# Math Help - what is the derivative of r = t squared/8 + 1 ?

1. ## what is the derivative of r = t squared/8 + 1 ?

Hello,
Among my collection of Maths books, I have found a great AS Maths book which is, at last, really clearly explaining Applications of Differentiation to me.
But I have just reached a part, in a worked example, that I don’t understand.
The question involves a basic formula: r = t2/8 + 1, (the "t2" bit means "t squared") which gives you the radius of an ink spot, the number of seconds after it first appears.
I don’t understand the last bit of the example. They ask you to find “the rate of increase of the radius after 4 seconds”.
They say you need to differentiate, I understand that. But I don’t understand how the derivative that they suggest can be right, as I thought you ignored numbers, eg, 2, 3, etc when finding the derivative.(I understand by the way, why numbers are ignored, it’s because eg, 8 can be considered as 8xo etc) But they have KEPT THE EIGHT in their derivative, and I don’t understand why.
Their derivative is:
Dr/dt = 2t/8 = t/4,
( based on the original function of: r = t2/8 + 1,_("t squared over 8, plus 1)
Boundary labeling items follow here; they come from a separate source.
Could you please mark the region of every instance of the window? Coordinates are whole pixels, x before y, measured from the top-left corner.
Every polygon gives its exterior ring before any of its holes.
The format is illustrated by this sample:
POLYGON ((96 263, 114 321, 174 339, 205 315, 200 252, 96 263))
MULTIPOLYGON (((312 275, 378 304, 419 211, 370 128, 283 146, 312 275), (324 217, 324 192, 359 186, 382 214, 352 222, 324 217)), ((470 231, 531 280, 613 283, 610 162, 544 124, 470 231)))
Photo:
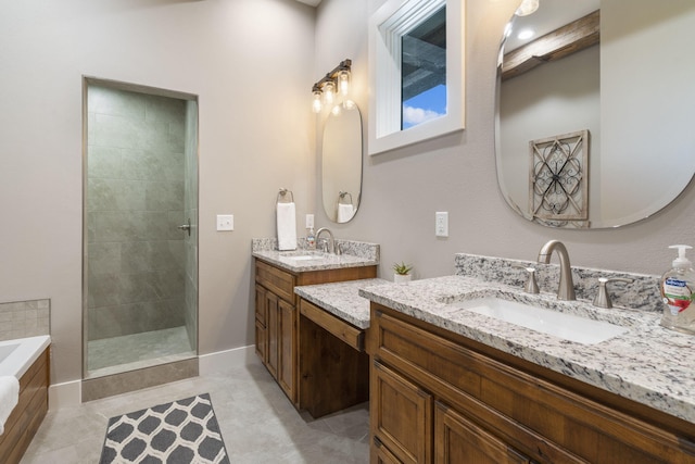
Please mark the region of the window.
POLYGON ((464 128, 464 8, 389 0, 369 24, 369 154, 464 128))

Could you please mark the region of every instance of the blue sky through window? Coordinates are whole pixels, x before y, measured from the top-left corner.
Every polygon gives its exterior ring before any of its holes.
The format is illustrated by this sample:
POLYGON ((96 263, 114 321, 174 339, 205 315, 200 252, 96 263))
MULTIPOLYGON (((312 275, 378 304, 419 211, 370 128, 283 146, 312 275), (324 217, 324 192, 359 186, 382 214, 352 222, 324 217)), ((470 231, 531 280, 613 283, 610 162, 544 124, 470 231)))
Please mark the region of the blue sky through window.
POLYGON ((403 102, 403 129, 446 114, 446 86, 438 85, 403 102))

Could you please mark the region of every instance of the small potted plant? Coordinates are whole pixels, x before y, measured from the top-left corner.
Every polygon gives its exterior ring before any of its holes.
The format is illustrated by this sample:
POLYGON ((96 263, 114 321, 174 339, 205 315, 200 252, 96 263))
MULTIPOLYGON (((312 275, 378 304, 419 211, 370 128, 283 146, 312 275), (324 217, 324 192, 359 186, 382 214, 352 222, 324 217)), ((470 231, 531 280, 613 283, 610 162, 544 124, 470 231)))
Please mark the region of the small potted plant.
POLYGON ((413 266, 409 264, 405 264, 405 262, 401 261, 401 263, 393 264, 393 281, 396 284, 405 284, 410 281, 413 277, 410 275, 410 271, 413 271, 413 266))

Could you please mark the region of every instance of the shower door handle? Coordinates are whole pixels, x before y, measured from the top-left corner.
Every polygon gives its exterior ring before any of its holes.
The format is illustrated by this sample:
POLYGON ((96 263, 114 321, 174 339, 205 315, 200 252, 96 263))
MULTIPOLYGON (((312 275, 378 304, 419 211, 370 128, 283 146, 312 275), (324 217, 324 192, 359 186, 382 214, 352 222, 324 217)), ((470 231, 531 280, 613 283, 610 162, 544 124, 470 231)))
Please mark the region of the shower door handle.
POLYGON ((180 230, 187 230, 188 231, 188 236, 190 237, 191 236, 191 220, 189 218, 188 223, 186 223, 184 225, 180 225, 180 226, 177 226, 176 228, 180 229, 180 230))

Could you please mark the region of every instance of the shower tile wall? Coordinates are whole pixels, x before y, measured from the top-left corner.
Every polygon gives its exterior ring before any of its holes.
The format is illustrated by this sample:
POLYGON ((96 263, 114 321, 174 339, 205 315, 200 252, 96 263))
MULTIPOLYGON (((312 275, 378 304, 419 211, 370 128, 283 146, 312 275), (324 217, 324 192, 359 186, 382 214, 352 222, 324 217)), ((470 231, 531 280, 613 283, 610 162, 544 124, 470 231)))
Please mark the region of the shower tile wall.
POLYGON ((186 102, 184 216, 191 222, 191 234, 184 236, 186 253, 186 330, 191 350, 198 347, 198 103, 186 102))
POLYGON ((186 102, 88 90, 88 337, 185 323, 186 102))

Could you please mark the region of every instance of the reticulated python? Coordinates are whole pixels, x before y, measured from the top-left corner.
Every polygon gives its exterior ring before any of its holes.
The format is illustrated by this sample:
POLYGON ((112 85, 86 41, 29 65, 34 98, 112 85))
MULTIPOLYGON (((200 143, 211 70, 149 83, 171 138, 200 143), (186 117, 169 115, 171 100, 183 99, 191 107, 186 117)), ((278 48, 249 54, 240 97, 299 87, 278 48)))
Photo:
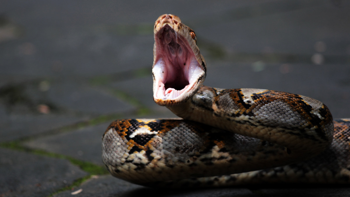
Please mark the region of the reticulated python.
POLYGON ((154 99, 184 119, 112 122, 102 142, 112 175, 149 186, 350 183, 350 119, 298 94, 203 86, 193 30, 164 14, 154 32, 154 99))

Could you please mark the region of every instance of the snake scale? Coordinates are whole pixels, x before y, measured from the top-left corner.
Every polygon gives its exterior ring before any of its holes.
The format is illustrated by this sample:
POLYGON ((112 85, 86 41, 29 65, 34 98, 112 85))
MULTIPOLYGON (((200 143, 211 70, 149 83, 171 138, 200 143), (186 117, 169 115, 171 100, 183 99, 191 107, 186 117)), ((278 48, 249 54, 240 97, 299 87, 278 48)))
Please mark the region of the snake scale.
POLYGON ((112 122, 102 159, 112 175, 149 187, 350 183, 350 119, 298 94, 203 86, 194 31, 164 14, 154 33, 154 99, 183 119, 112 122))

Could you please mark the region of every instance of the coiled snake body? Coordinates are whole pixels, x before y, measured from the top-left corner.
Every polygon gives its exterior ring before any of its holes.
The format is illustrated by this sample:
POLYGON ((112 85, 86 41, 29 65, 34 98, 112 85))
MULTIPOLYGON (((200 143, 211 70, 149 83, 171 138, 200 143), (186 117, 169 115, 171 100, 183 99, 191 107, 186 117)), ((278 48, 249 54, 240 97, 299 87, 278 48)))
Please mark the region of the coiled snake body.
POLYGON ((298 94, 202 86, 195 34, 176 16, 158 18, 154 39, 154 99, 183 119, 112 122, 112 175, 148 186, 350 183, 350 119, 298 94))

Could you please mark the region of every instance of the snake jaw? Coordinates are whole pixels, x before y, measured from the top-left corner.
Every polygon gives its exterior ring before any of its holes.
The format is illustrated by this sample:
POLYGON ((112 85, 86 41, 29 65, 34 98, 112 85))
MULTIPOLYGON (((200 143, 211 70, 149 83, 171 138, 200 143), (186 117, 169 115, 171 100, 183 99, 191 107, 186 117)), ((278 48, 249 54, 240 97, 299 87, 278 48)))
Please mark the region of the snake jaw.
POLYGON ((153 99, 159 105, 170 106, 186 101, 205 78, 205 61, 189 29, 174 15, 162 15, 156 21, 153 99))

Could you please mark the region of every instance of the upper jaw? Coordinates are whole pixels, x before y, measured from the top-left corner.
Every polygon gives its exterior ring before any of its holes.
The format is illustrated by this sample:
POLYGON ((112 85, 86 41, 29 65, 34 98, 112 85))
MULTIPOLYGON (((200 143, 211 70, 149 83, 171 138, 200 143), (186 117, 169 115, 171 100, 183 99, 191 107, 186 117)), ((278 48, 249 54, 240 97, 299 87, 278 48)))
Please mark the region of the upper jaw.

And so, they say, after 4 seconds the rate of increase is 4/4 = 1 cm per second.
Is their derivative correct? And if it is, I would be grateful if anyone could explain to me why the 8 in the original equation is not just ignored when calculating the derivative?

2. Originally Posted by protractor
Hello,
Among my collection of Maths books, I have found a great AS Maths book which is, at last, really clearly explaining Applications of Differentiation to me.
But I have just reached a part, in a worked example, that I don’t understand.
The question involves a basic formula: r = t2/8 + 1, (the "t2" bit means "t squared") which gives you the radius of an ink spot, the number of seconds after it first appears.
I don’t understand the last bit of the example. They ask you to find “the rate of increase of the radius after 4 seconds”.
They say you need to differentiate, I understand that. But I don’t understand how the derivative that they suggest can be right, as I thought you ignored numbers, eg, 2, 3, etc when finding the derivative.(I understand by the way, why numbers are ignored, it’s because eg, 8 can be considered as 8xo etc) But they have KEPT THE EIGHT in their derivative, and I don’t understand why.
Their derivative is:
Dr/dt = 2t/8 = t/4,
( based on the original function of: r = t2/8 + 1,_("t squared over 8, plus 1)

And so, they say, after 4 seconds the rate of increase is 4/4 = 1 cm per second.
Is their derivative correct? And if it is, I would be grateful if anyone could explain to me why the 8 in the original equation is not just ignored when calculating the derivative?
The 8 is not ignored because it is the coefficent of $t^2$. Only constant terms can be ignored so the 8 cannot be ignored.

If you imagine differentiation as the gradient of a graph at any given point then it is clear that the graph of $\frac{t^2}{8}$ is not the same as the graph of $t^2$

The book's derivative is correct, keep the 8

3. Originally Posted by protractor
Hello,
Among my collection of Maths books, I have found a great AS Maths book which is, at last, really clearly explaining Applications of Differentiation to me.
But I have just reached a part, in a worked example, that I don’t understand.
The question involves a basic formula: r = t2/8 + 1, (the "t2" bit means "t squared") which gives you the radius of an ink spot, the number of seconds after it first appears.
I don’t understand the last bit of the example. They ask you to find “the rate of increase of the radius after 4 seconds”.
They say you need to differentiate, I understand that. But I don’t understand how the derivative that they suggest can be right, as I thought you ignored numbers, eg, 2, 3, etc when finding the derivative.(I understand by the way, why numbers are ignored, it’s because eg, 8 can be considered as 8xo etc) But they have KEPT THE EIGHT in their derivative, and I don’t understand why.
Their derivative is:
Dr/dt = 2t/8 = t/4,
( based on the original function of: r = t2/8 + 1,_("t squared over 8, plus 1)

And so, they say, after 4 seconds the rate of increase is 4/4 = 1 cm per second.
Is their derivative correct? And if it is, I would be grateful if anyone could explain to me why the 8 in the original equation is not just ignored when calculating the derivative?
$\frac{t^2}{8} = \frac{1}{8}t^2$.

What happens to a constant coefficient when you differentiate?

4. Originally Posted by Prove It
$\frac{t^2}{8} = \frac{1}{8}t^2$.

What happens to a constant coefficient when you differentiate?
Nothing "happens" to it.

You can, if you like, think of it as using the product rule:
(fg)'= f'g+ fg'. If f is a constant, then the derivative of it is a constant so:
(fg)'= 0(g)+ fg'= fg'. Only the non-constant function is differentiated but you still have the constant.

If c is a constant, g any function of x, (cf)'= cf'.

5. ## 1/8 is a co-efficient of t squared!

Thanks very much for your great answers e-pi, Prove it, and Halls of Ivy, which I understand perfectly. That is so interesting, the thing about 1/8 being a co-efficient of t squared.It's so helpful to have such useful advice so quickly, it's tiresome when one little thing like that holds you up, thank you very much.

6. Originally Posted by HallsofIvy
Nothing "happens" to it.

You can, if you like, think of it as using the product rule:
(fg)'= f'g+ fg'. If f is a constant, then the derivative of it is a constant so:
(fg)'= 0(g)+ fg'= fg'. Only the non-constant function is differentiated but you still have the constant.

If c is a constant, g any function of x, (cf)'= cf'.
Yes, something does.

It's multiplied by the exponent, before the exponent has 1 subtracted...